New findings unveil Qin-era ceremonial rites
After Qinshihuang united the country and established his mighty empire, the founder of the Qin Dynasty (221-206 BC), and the first emperor in Chinese history, might still have harbored nostalgia toward the land where his power originated.
In Lixian county, Gansu province, the top of a mountain was deliberately flattened, and a ceremonial structure was built. Many centuries later, this 28,000-square-meter terrace was dubbed by locals as Sijiaoping, which means "a quadrangle plain".

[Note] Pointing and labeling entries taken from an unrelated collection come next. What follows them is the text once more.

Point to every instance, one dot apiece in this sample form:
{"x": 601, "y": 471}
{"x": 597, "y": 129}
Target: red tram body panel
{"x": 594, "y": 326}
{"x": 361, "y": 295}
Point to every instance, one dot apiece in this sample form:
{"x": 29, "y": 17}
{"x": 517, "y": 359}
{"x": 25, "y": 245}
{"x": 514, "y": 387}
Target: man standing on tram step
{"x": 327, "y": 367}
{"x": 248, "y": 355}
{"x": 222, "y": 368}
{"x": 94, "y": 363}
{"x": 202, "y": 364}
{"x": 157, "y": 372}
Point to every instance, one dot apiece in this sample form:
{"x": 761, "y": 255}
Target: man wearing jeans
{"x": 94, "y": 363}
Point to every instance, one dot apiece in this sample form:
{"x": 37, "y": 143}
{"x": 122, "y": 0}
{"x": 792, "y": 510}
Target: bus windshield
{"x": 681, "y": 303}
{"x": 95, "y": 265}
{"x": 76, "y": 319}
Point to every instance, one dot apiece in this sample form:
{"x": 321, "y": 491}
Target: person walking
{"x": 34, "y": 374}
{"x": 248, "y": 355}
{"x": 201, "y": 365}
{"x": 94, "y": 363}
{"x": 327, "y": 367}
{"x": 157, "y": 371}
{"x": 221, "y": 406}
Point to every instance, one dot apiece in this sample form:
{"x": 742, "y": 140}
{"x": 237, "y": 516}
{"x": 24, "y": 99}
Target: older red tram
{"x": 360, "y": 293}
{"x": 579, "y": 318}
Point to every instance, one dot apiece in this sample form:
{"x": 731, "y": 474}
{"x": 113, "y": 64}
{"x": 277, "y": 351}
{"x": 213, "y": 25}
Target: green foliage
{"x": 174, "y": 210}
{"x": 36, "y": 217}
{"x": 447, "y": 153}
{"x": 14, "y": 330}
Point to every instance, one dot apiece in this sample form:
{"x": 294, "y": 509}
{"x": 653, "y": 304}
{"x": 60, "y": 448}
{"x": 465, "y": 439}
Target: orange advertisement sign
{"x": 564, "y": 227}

From 2020 to 2022, a joint archaeological team led by Gansu Provincial Institute of Cultural Relics and Archaeology and Shanghai-based Fudan University, through excavations on Sijiaoping site, unveiled this exceptional chapter of the past that had previously been missing from historical documentation.
As Hou Hongwei, an associate researcher with the Gansu institute, briefed media at Wednesday's news conference, in association with the National Cultural Heritage Administration, he explained that outer walls made of rammed earth were found surrounding the terrace, and a large number of earthen architectural ruins were also excavated within the site.
"We found an earthen terrace in the center, which was surrounded by auxiliary structures in four corners," he said. "The basic layout of this complex is symmetrical.
"We can clarify that there was a three-tier structure within the compound," he explained. "That indicates the rigid ritual system."